W przypadku firm ubezpieczeniowych sytuacja wygląda nieco inaczej niż w przypadku banków. Tutaj hegemonem jest PZU, który ostro konkuruje ze wszystkimi o zachowanie swoich udziałów w rynku. Brak jest raczej innych koalicji niż wszyscy przeciwko PZU. Stąd też jasne się staje, dlaczego PIU przez ostatni czas było cieniem pozycji ZBP.
Największemu ubezpieczycielowi nie zależało na wspieraniu funkcjonowania Izby, która w żaden sposób nie reprezentowałaby jego interesów. Warto bowiem pamiętać, że chociaż PZU łoży na PIU najwięcej, to mniejsi gracze zablokowali swego czasu jego kandydatury na wiceprzewodniczącego izby. Mali gracze mogą w tej izbie gospodarczej wszystko, bo jest ich więcej. PZU było bezsilne – obowiązek zrzeszania się w Izbie wynika bowiem z ustawy. Stąd w ostatnich miesiącach niejaki uwiąd tej izby gospodarczej. Piszemy niejaki, bo Izba mimo wszystko prowadziła działania lobbyingowe, czy edukacyjne. Mimo wszystko konflikty wewnętrzne i w ostatnim czasie brak przywództwa, przeszkadzały i to mocno w działaniu. Po długim impasie w końcu wybrano nowego prezesa – warto podkreślić, ze mimo że jest on sprawnym managerem, nie ma dużego doświadczenia w branży, która reprezentuje. W obecnych warunkach funkcjonowania może to być zaleta – bo często będzie musiał reprezentować przeciwstawne interesy – łączyć ogień z wodą.
Nowy Prezes będzie mógł wybrać sobie wiceprezesa. Przed nim sporo wyzwań. PIU jeśli chce znaczyć więcej na arenie gospodarczej, musi wzmocnić swoje struktury, zadbać o wizerunek, bo w sumie mało kto do tej pory poza zainteresowanymi w ogóle słyszał o tej instytucji.
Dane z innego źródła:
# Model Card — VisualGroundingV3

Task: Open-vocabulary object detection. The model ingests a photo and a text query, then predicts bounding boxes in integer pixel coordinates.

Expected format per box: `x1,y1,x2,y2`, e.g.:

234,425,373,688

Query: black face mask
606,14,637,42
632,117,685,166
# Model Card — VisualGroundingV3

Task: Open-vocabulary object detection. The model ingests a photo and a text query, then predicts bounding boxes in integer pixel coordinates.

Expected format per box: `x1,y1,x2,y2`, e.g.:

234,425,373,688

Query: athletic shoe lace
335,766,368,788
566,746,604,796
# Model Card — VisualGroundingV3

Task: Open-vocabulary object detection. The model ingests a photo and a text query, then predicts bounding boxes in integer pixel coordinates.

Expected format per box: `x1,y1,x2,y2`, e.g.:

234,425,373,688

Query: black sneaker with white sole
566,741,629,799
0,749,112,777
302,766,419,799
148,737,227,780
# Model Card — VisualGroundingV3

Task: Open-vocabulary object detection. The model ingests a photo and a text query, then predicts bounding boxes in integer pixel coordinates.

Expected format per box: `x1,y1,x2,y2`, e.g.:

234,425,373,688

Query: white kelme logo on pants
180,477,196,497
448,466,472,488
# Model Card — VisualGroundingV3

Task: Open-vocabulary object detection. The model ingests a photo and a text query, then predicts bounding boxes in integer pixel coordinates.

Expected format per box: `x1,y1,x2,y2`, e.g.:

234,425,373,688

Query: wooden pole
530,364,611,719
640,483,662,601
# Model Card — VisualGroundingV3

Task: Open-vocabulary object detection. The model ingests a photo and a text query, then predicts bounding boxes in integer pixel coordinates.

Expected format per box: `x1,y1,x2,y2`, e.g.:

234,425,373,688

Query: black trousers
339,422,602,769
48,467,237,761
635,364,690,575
Dużo pracy, ale chyba tym razem powinno się udać – wybór nowego Prezesa pokazuje, że doszło do konsensusu między zakładami. Łatwo funkcjonować mu w tym układzie nie będzie, ale wiadomo, że ubezpieczyciele mają wiele wspólnych interesów, które powinny je łączyć, a nie dzielić. Zwłaszcza, że sytuacja uległa dużej zmianie ze względu na KNF, które coraz bardziej dba o interesy klientów. Jeśli do tego dodać coraz większe znacznie bancassurance, to widać, że jest co robić.
Nowemu Prezesowi serdecznie gratulujemy i życzymy powodzenia.